Eles não estavam conversando. Ficavam parados iguais dois sentinelas, como se fossem seguranças da vila e quando enfim achei uma brecha pra atravessar eles começaram a andar na minha direção.
     Voltei do meio da rua que eu atravessava e fingi voltar pra rua do meu cunhado. Eles voltaram e ficaram lá no mesmo lugar e do mesmo jeito. Gelei. Sei lá quem eram. Eu não conhecia. Só sabia que eram gêmeos e lembro bem da camisas dos dois que tinha gola alta e fechado no pescoço igual gola de padre e eram brancas. Os dois estavam de calça social cor escura e não pareciam ser do mau.Mas fiquei hesitante.
     Mais uma vez orei, fiz o sinal da cruz e fingi que ia atravessar, mas desta vez olhando bem pros dois que imediatamente saíram das suas posições e vieram novamente em minha direção.
     Como notei que os passos deles eram um pouco mais apressados, dei meia volta e corri o mais que pude pra casa do meu cunhado e correndo olhei pra trás e eles estavam vindo atrás de mim. O portão já estava fechado e gritei tanto, tanto que meu cunhado veio que nem uma bala abrir o portão e eu entrei quase atropelando ele e ele perguntando que que foi e eu falei: “fecha o portão senão eles vão querer entrar"!” Isso as berros e apavorada e meu cunhado disse que não tinha ninguém e simplesmente eles haviam sumido sem mesmo dar tempo do meu cunhado ver alguém. Eu fiquei cismada, porque eles estavam bem juntos a mim, quase agarraram meus cabelos e teriam que estar sumindo lá na curva se tivessem voltado, mas eles simplesmente desapareceram.
    Fiquei sem entender e meu cunhado dizendo que foi impressão minha que não tinha ninguém e minha irmã ainda falou que foi bem feito porque ela pediu pra mim dormir lá. E como meu medo era maior do que minha preocupação no momento resolvi ficar por ali mesmo, sossegar meu facho  e dormir e quando fosse bem cedo eu voltaria pra casa, com o dia claro, gente na rua e pediria desculpas a minha mãe.
     Acordei por volta das sete da manhã e pra não acordar ninguém deixei um bilhete pra minha irmã e abri a porta, peguei minha bolsa , tranquei a porta novamente e joguei a chave lá dentro como eu havia colocado no bilhete.
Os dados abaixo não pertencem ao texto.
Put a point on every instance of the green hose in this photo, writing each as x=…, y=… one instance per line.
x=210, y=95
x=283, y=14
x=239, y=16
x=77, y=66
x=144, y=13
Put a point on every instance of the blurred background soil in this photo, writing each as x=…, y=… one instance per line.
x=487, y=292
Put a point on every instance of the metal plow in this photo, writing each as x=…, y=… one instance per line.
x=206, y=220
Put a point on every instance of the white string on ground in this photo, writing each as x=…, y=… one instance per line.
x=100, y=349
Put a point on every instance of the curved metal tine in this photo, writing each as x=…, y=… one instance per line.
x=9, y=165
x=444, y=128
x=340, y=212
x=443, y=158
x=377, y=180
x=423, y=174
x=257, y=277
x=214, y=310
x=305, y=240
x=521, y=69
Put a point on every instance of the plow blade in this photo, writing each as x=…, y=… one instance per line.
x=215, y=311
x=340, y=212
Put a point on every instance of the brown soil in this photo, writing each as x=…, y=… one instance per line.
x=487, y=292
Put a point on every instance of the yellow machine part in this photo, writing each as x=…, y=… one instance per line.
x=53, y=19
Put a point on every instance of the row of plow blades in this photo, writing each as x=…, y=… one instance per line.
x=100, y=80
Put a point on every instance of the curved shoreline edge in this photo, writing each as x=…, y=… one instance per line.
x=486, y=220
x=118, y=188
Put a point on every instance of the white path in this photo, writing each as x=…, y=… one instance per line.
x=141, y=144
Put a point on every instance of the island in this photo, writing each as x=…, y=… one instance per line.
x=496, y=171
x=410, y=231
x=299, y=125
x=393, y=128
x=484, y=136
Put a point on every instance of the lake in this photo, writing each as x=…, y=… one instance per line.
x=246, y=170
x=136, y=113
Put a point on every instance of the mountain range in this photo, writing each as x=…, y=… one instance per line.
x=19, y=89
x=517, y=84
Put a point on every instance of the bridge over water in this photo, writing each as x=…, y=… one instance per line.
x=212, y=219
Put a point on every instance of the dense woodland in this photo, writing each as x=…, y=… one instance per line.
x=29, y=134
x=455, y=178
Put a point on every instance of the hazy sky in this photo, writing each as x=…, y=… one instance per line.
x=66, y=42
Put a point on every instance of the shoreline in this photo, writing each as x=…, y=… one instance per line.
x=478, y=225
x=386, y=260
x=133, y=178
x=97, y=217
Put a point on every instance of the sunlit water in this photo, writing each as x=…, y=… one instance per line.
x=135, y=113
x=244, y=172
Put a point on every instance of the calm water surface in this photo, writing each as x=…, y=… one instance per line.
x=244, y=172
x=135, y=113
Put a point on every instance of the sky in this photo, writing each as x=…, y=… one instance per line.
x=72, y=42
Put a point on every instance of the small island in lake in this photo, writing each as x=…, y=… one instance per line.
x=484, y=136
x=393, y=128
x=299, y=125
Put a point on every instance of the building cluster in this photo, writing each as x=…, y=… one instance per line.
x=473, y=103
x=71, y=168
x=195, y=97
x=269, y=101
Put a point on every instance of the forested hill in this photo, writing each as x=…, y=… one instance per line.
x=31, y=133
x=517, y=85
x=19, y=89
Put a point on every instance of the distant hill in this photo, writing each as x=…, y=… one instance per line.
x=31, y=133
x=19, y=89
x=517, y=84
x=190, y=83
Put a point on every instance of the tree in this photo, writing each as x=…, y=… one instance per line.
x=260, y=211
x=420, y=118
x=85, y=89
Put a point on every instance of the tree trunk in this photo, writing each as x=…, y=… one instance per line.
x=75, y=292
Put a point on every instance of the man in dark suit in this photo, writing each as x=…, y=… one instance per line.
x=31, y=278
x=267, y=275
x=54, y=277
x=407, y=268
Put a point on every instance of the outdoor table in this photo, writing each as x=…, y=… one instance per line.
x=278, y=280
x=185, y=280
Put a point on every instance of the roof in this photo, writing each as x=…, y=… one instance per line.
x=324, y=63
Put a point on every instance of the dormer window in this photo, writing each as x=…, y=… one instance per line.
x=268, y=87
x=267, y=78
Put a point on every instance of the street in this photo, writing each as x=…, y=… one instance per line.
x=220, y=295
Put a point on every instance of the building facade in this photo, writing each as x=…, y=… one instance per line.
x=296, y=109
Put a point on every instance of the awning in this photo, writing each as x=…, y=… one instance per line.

     E de novo me deparei com a entrada da vila, mas desta vez, estava livre e um monte de gente na rua, nos pontos de ônibus e o comércio já aberto e eu fui toda serelepe para casa. Atravessei a vila e quando cheguei na rua que dá acesso a rua que eu moro, vi uma multidão bem próximo da entrada da minha rua e tinha até um carro da polícia parado lá na muvuca.
     Como eu tinha que passar por ali, porque era meu caminho, dei de cara com uma conhecida minha de nome Márcia morta no chão cheia de tiros.
     Fiquei nervosa, gelada, arrepiada e quando cheguei em casa  a minha mãe já sabia do ocorrido lá na rua e foi logo falando; “ graças a Deus que você dormiu na tua irmã, senão poderia ter sido você!”  E conversei sobre aqueles homens que eu havia visto na noite anterior e ela se arrepiou e falou: que ou eram anjos protetores para que dali você não passasse, ou não sei quem eram. Bandidos não pareciam ser, mas bandido hoje tem de todo jeito mas naquela época ainda não. Meu tio me disse  tempos depois que eram Cosme e Damião dos quais sou devota desde qeu me entendo por gente. Depois analisando tinha uma coincidência já que eram gêmeos e eu nunca mais até hoje via aqueles dois em lugar nenhum na minha vida.
     Foi isso. De outra vez conto outras historias que já aconteceram comigo pra vocês ficaram refletindo um pouco. Fiquem em paz. Bastantes luz pra vocês todos e  que tenham todos um bom final  de semana.